The ABOBECs were discovered by their action on Apolipoprotein B mRNA, where a C>U editing introduced a stop codon resulting in a truncated protein in intestine as opposed to the longer form in liver. There are 5 families of APOBECs, two of which, APOBEC1 and 3 specific to mammals. The best characterized enzyme is AID, which is involved in somatic rearrangement and hypermutation of immunoglubulins. AID appears to edit DNA but may be targeted by RNA. AID deaminates 5’methylcytosine to form thymine and is required for the reprogramming of cells to pluripotency. APOBEC2 is required for muscle differentiation.
There are many parallels between the nervous system and the adaptive immune system, including immunoglobulin domains in many neuronal cell surface receptors, suggesting that the adaptive immune system evolved in vertebrates from the nervous system, and both may use similar mechanisms to tune receptor interactions. Moreover, numerous unusual DNA repair enzymes are present, many of which appear linked to reverse transcriptase activity. This suggests that RNA-directed DNA recoding may play a role in long-term memory formation, and possibly inheritance of acquired intelligence, as suggested by me, (see  Rewriting the Genetic Text in Human Brain Development, SiS 41), not Mattick.

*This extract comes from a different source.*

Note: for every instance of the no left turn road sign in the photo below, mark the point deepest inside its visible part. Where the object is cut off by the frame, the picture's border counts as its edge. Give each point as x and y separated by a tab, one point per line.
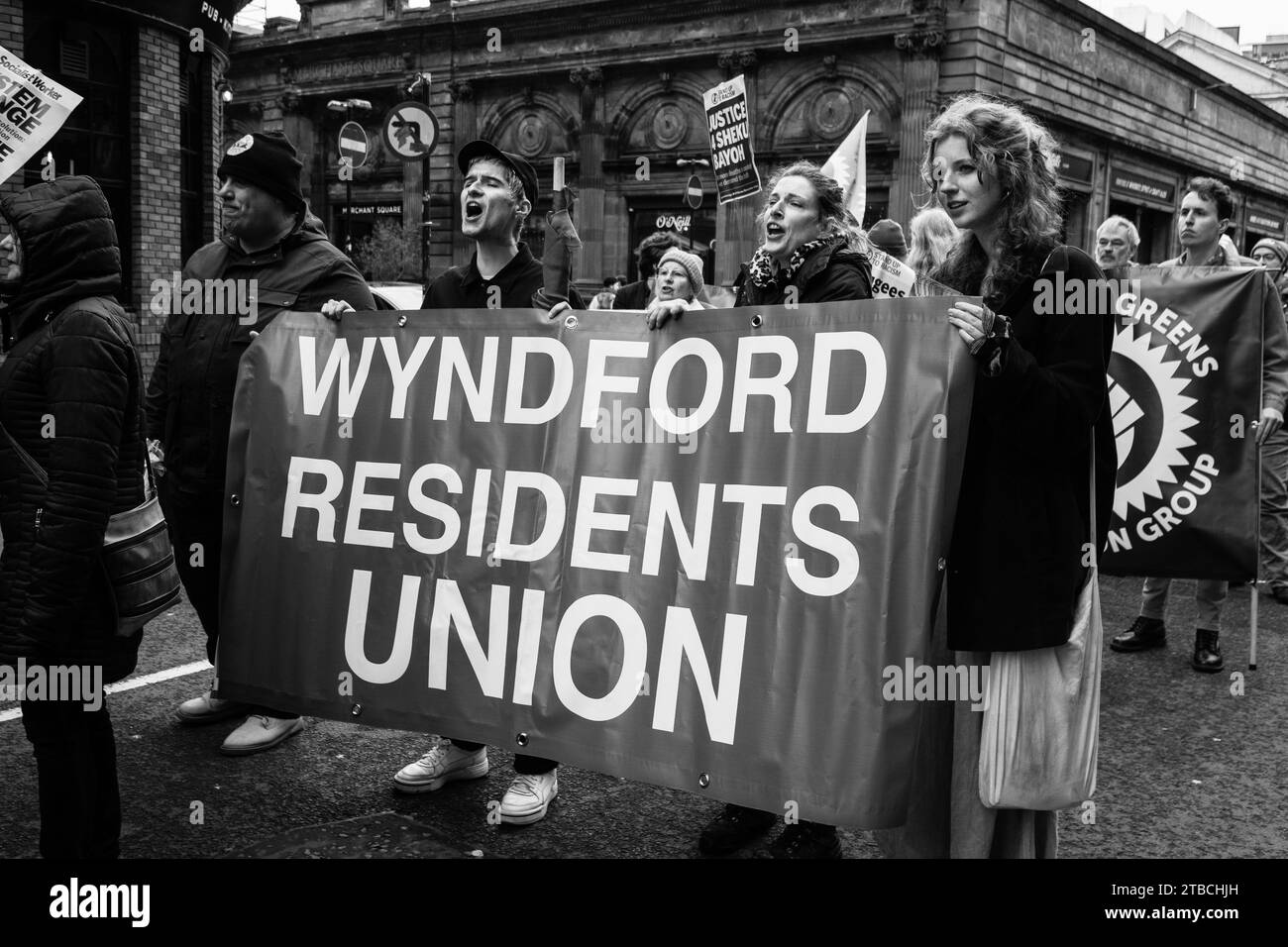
694	192
353	144
410	131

The APOBEC3 family originated after the divergence of the marsupial and placental lineages and has greatly expanded in the primate lineage. At least some of the members as well as APOBEC 1 appear to be involved in the control of exogenous and endogenous retrotransposition, possibly by inhibiting reverse transcription. Al alternative possibility is that these enzymes (one of which APOBEC3G expressed in neurons) have evolved to domesticate transposition. De novo LI retrotransposition events occur in neural progenitor cells and may therefore contribute to individual somatic mosaicism in the brain. This process appears to be regulated by Wnt signaling pathways and transcription factors known to be important in neural differentiation. Transposon mobilization may not simply have played a role in genome evolution but also in real time genome dynamics that enable the extraordinary in situ evolution of functional complexity in the neuronal networks of the human brain.
Mattick remarked [9, p. 1610]: “most of the information [in the human genome] is involved in complex regulatory processes that underpin development and brain function. This includes the vast numbers of non-coding RNAs and transposons, which rather than being junk, appear to provide the regulatory power and plasticity required to program our ontogeny and cognition.”